La titular del Fondo Monetario Internacional respaldó el rumbo macroeconómico del Gobierno de Javier Milei, pero dejó una advertencia central: el crecimiento no llega de manera uniforme a todos los sectores y la precariedad laboral continúa como uno de los principales desafíos. También reclamó apoyo para las actividades que permanecen rezagadas.
La primera jornada de Kristalina Georgieva en la Argentina dejó un fuerte respaldo al programa económico de Javier Milei, aunque también expuso una preocupación que ocupó buena parte de su mensaje. La directora gerente del Fondo Monetario Internacional advirtió que la recuperación económica no se distribuye de forma homogénea y señaló que la situación del empleo requiere atención, en especial por el peso que conserva la informalidad.
Tras su reunión con el presidente Javier Milei y una conferencia de prensa junto al ministro de Economía, Luis Caputo, la funcionaria sostuvo que el país mejoró sus principales indicadores macroeconómicos y descartó, por el momento, la necesidad de un nuevo financiamiento del organismo. Sin embargo, planteó que el desafío ya no pasa por la estabilidad financiera, sino por la capacidad de extender la recuperación al conjunto de la economía.
En ese sentido, Georgieva afirmó: «¿Qué podemos hacer para lograr que se pueda compartir más el crecimiento? Esto es el punto principal de discusión de hoy. Debemos crear puestos de trabajo, elevar el consumo para que más empresas puedan ser prósperas. Tenemos un fuerte desempeño en petróleo, gas, minería, agricultura. Es más difícil quizá elevar la economia en sectores como construcción, servicios, logística y por ende el foco del Gobierno en terminos de reforma y de respaldo, dentro de la capacidad fiscal limitada que tiene, tiene que dirigirse a esos sectores».
La titular del FMI dejó en claro que observa una economía con comportamientos muy distintos. Mientras las actividades vinculadas a las exportaciones muestran un importante dinamismo, otros rubros orientados al mercado interno todavía atraviesan dificultades. Para Georgieva, el crecimiento debe extenderse hacia la construcción, los servicios y la logística, sectores que aún no logran recuperar el mismo ritmo.
Como parte de esa estrategia, propuso fortalecer el financiamiento para la actividad privada.

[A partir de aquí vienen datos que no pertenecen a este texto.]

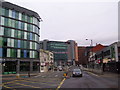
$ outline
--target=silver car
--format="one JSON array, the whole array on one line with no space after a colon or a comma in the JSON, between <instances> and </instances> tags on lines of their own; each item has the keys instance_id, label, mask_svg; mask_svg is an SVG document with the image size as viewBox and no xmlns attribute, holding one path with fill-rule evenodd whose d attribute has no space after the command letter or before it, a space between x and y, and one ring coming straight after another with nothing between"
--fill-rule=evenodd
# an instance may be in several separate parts
<instances>
[{"instance_id":1,"label":"silver car","mask_svg":"<svg viewBox=\"0 0 120 90\"><path fill-rule=\"evenodd\" d=\"M77 77L77 76L79 76L79 77L82 77L82 71L80 70L80 69L73 69L73 71L72 71L72 76L73 77Z\"/></svg>"}]
</instances>

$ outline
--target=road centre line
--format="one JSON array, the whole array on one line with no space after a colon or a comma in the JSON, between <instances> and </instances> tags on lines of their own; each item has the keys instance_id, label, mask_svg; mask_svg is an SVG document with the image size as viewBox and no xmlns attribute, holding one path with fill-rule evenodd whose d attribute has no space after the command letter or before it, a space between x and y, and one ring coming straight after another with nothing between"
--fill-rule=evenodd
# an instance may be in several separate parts
<instances>
[{"instance_id":1,"label":"road centre line","mask_svg":"<svg viewBox=\"0 0 120 90\"><path fill-rule=\"evenodd\" d=\"M90 74L92 74L92 75L94 75L94 76L100 77L100 76L98 76L98 75L96 75L96 74L94 74L94 73L92 73L92 72L88 72L88 73L90 73Z\"/></svg>"},{"instance_id":2,"label":"road centre line","mask_svg":"<svg viewBox=\"0 0 120 90\"><path fill-rule=\"evenodd\" d=\"M57 87L56 90L58 90L58 89L62 86L62 84L64 83L65 80L66 80L66 78L64 78L64 79L61 81L61 83L59 84L59 86Z\"/></svg>"},{"instance_id":3,"label":"road centre line","mask_svg":"<svg viewBox=\"0 0 120 90\"><path fill-rule=\"evenodd\" d=\"M28 87L32 87L32 88L40 88L40 87L35 87L35 86L26 85L26 84L21 84L21 83L15 83L15 84L22 85L22 86L28 86Z\"/></svg>"}]
</instances>

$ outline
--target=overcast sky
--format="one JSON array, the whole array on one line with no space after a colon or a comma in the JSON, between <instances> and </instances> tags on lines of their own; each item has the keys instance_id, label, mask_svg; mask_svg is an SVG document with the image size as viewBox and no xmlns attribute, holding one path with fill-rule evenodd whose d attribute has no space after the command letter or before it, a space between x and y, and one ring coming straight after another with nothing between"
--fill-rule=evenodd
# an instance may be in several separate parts
<instances>
[{"instance_id":1,"label":"overcast sky","mask_svg":"<svg viewBox=\"0 0 120 90\"><path fill-rule=\"evenodd\" d=\"M118 0L6 0L37 12L40 40L75 40L79 46L118 40ZM85 39L89 40L85 40Z\"/></svg>"}]
</instances>

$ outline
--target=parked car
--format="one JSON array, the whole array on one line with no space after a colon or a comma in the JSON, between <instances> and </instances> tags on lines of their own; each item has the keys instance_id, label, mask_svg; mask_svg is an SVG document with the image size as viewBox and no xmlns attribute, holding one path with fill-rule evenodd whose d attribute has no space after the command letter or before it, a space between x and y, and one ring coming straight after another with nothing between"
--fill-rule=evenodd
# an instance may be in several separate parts
<instances>
[{"instance_id":1,"label":"parked car","mask_svg":"<svg viewBox=\"0 0 120 90\"><path fill-rule=\"evenodd\" d=\"M73 69L72 76L73 77L75 77L75 76L82 77L82 71L80 69Z\"/></svg>"}]
</instances>

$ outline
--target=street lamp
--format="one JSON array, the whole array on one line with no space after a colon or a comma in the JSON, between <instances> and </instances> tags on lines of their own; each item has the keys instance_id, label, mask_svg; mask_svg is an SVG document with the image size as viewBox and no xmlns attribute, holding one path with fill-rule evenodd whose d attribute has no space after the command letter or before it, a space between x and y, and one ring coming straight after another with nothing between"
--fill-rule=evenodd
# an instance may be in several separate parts
<instances>
[{"instance_id":1,"label":"street lamp","mask_svg":"<svg viewBox=\"0 0 120 90\"><path fill-rule=\"evenodd\" d=\"M90 42L91 42L91 43L90 43L90 46L93 47L93 40L92 40L92 39L86 39L86 40L90 40ZM91 49L91 56L93 57L93 49ZM90 61L91 61L92 57L90 58ZM93 68L94 68L94 63L93 63L92 66L93 66Z\"/></svg>"},{"instance_id":2,"label":"street lamp","mask_svg":"<svg viewBox=\"0 0 120 90\"><path fill-rule=\"evenodd\" d=\"M91 41L90 46L93 46L93 40L92 39L86 39L86 40L90 40Z\"/></svg>"}]
</instances>

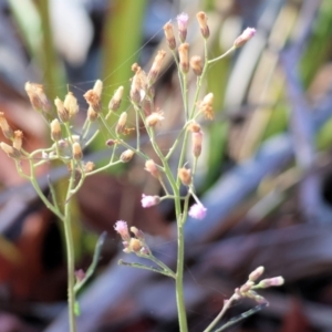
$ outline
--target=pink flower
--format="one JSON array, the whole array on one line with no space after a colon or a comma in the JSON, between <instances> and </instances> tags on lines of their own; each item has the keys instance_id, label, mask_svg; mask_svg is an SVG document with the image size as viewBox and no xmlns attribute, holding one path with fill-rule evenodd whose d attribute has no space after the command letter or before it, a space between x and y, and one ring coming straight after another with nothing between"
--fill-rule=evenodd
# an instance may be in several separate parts
<instances>
[{"instance_id":1,"label":"pink flower","mask_svg":"<svg viewBox=\"0 0 332 332\"><path fill-rule=\"evenodd\" d=\"M124 241L129 241L131 240L131 235L128 230L128 226L126 221L118 220L114 225L115 231L122 237Z\"/></svg>"},{"instance_id":2,"label":"pink flower","mask_svg":"<svg viewBox=\"0 0 332 332\"><path fill-rule=\"evenodd\" d=\"M189 216L195 219L201 220L205 218L206 211L207 209L201 204L197 203L190 207Z\"/></svg>"},{"instance_id":3,"label":"pink flower","mask_svg":"<svg viewBox=\"0 0 332 332\"><path fill-rule=\"evenodd\" d=\"M250 40L256 33L255 28L247 28L234 42L236 48L241 48L245 43Z\"/></svg>"},{"instance_id":4,"label":"pink flower","mask_svg":"<svg viewBox=\"0 0 332 332\"><path fill-rule=\"evenodd\" d=\"M142 194L141 203L144 208L152 207L152 206L160 203L160 197L159 196L146 196L146 195Z\"/></svg>"}]
</instances>

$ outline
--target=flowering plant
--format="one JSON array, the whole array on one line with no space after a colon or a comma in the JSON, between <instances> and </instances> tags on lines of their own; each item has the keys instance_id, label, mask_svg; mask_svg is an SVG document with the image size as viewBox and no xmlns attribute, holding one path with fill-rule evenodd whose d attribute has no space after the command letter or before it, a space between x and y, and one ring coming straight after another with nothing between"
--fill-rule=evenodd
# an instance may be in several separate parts
<instances>
[{"instance_id":1,"label":"flowering plant","mask_svg":"<svg viewBox=\"0 0 332 332\"><path fill-rule=\"evenodd\" d=\"M194 55L189 59L189 44L186 42L188 15L181 13L177 17L178 39L179 44L174 34L174 27L172 22L164 25L165 38L169 51L173 53L174 61L178 69L179 84L183 95L183 129L178 133L175 141L168 148L167 154L164 154L157 144L155 129L157 125L162 125L165 118L164 112L155 106L154 102L154 84L156 83L166 51L159 51L154 60L154 63L148 73L138 65L134 64L132 70L134 76L132 79L129 97L132 110L136 116L136 146L131 146L125 136L131 133L127 127L127 112L117 114L120 104L123 97L124 87L120 86L108 104L107 112L103 112L101 105L101 95L103 90L102 81L96 81L93 89L89 90L84 97L87 102L89 108L86 120L82 126L80 135L75 135L72 129L72 122L79 112L79 104L75 96L69 92L62 101L56 97L54 105L56 114L52 114L51 103L44 94L42 85L27 83L25 90L30 97L32 106L39 111L49 122L52 145L49 148L41 148L32 153L28 153L22 147L23 134L20 131L13 132L6 121L4 114L0 114L0 126L4 136L11 142L7 144L0 143L1 148L13 158L19 174L31 181L34 189L43 200L45 206L54 212L54 215L62 220L66 240L68 252L68 293L69 293L69 319L71 332L76 331L75 314L77 303L75 300L76 292L91 276L91 273L83 273L81 270L75 273L74 271L74 252L73 252L73 238L71 231L71 212L70 207L72 204L71 198L77 193L84 183L84 179L98 172L112 167L117 164L128 163L137 155L145 160L145 169L159 181L164 194L162 196L154 194L142 195L142 207L149 208L158 205L160 201L170 199L174 201L176 224L177 224L177 266L176 270L172 270L163 261L157 259L146 242L145 236L142 230L136 227L128 229L126 221L118 220L115 222L114 229L121 236L124 252L135 253L138 257L151 260L154 266L145 266L138 263L129 263L121 261L125 266L133 266L141 269L148 269L157 273L162 273L175 280L176 302L178 311L179 330L185 332L187 328L187 318L184 301L183 290L183 274L184 274L184 257L185 257L185 241L184 241L184 227L188 215L195 219L204 219L207 209L200 203L195 194L194 179L197 168L197 160L201 155L204 133L199 125L201 117L214 118L214 94L207 93L201 96L203 82L206 77L208 68L216 61L221 60L227 54L242 46L249 41L253 34L255 29L248 28L238 37L234 45L222 55L208 59L207 39L209 38L209 27L207 24L207 15L204 12L197 13L197 20L205 45L205 59ZM193 70L197 77L196 92L194 100L189 101L188 97L188 73ZM116 126L108 125L108 117L116 117ZM51 121L49 121L51 118ZM83 149L87 147L96 137L100 131L94 131L92 124L98 121L107 131L110 138L106 142L107 146L112 148L110 162L102 166L96 167L93 163L84 160ZM151 145L154 149L154 157L147 155L141 143L141 126L144 125L146 134L149 137ZM186 159L189 142L191 141L191 158ZM117 151L121 149L121 154ZM178 149L180 151L177 156ZM170 157L177 157L177 170L173 172L169 166ZM22 169L22 162L28 160L29 172L24 173ZM46 197L41 190L39 183L35 178L37 167L44 163L60 160L68 166L69 169L69 185L66 189L65 200L59 204L55 190L51 186L51 198ZM189 166L188 166L189 165ZM185 188L185 191L183 190ZM185 194L181 194L185 193ZM189 207L189 199L194 198L195 204ZM204 221L200 221L204 222ZM91 271L91 270L90 270ZM255 289L266 288L270 286L278 286L283 282L282 278L267 279L256 284L256 280L262 274L263 269L258 268L253 271L241 288L237 289L235 294L226 302L220 314L216 320L205 330L211 331L217 322L224 315L224 312L235 300L242 297L249 297L259 303L264 302L264 299L256 293ZM76 279L75 279L76 278ZM221 330L218 330L221 331Z\"/></svg>"}]
</instances>

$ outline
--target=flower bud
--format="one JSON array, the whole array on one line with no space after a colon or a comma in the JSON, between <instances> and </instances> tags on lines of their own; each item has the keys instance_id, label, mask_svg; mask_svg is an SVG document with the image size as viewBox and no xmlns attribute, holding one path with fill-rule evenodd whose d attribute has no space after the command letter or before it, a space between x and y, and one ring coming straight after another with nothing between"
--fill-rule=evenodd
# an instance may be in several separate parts
<instances>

También consideró necesario ampliar el mercado de capitales, impulsar el crédito hipotecario y acelerar las obras de infraestructura para mejorar la conexión entre las distintas regiones del país y estimular la actividad económica.
Otro de los ejes de su exposición estuvo relacionado con el mercado laboral. Aunque destacó que la tasa de desocupación se mantiene por debajo del 8%, remarcó que una parte importante de los trabajadores se desempeña en condiciones de informalidad, un escenario que condiciona la calidad del crecimiento económico.
Sobre ese punto, expresó: «Tiene que haber claridad en torno al rol del Gobierno para alivianar el camino para la inversión privada. Me interesa en particular ver qué se está haciendo para las pymes. Son las que crean la mayor cantidad de puestos de trabajo. Cuando vemos a los países que obtienen empleo, las pymes tienen un papel fundamental».
En contraste con esas advertencias, Georgieva destacó la evolución de las variables macroeconómicas y aseguró que la Argentina dejó atrás las dudas sobre su capacidad para afrontar los compromisos de deuda. En ese tramo de su exposición, sostuvo: «En 2019 nos preguntábamos si Argentina iba a poder mantener el servicio de su deuda. Esa no es la pregunta que tenemos que hacernos hoy. Todos los indicadores nos muestran una escena más saludable, desde la posición fiscal, el superávit primario, la inflación que ha disminuido, la acumulación de reservas, la compra de divisas del BCRA. La confianza del mercado ha regresado. El riesgo país se achicó desde los 500 puntos hasta los 400 puntos. La tasa de pobreza bajó del 50% al 20%. Vemos buenas proyecciones de inversión, vemos el marco del RIGI, y un dinamismo que se concentra en petróleo, el gas, la minería y el agro».
La agenda de la directora gerente del FMI continuará con una visita a Vaca Muerta, uno de los principales polos energéticos del país. Sin embargo, el mensaje político de su primera jornada quedó marcado por una conclusión concreta: el organismo respaldó el orden macroeconómico, pero advirtió que la recuperación deberá traducirse en más empleo formal y en un crecimiento que beneficie a un espectro más amplio de la economía.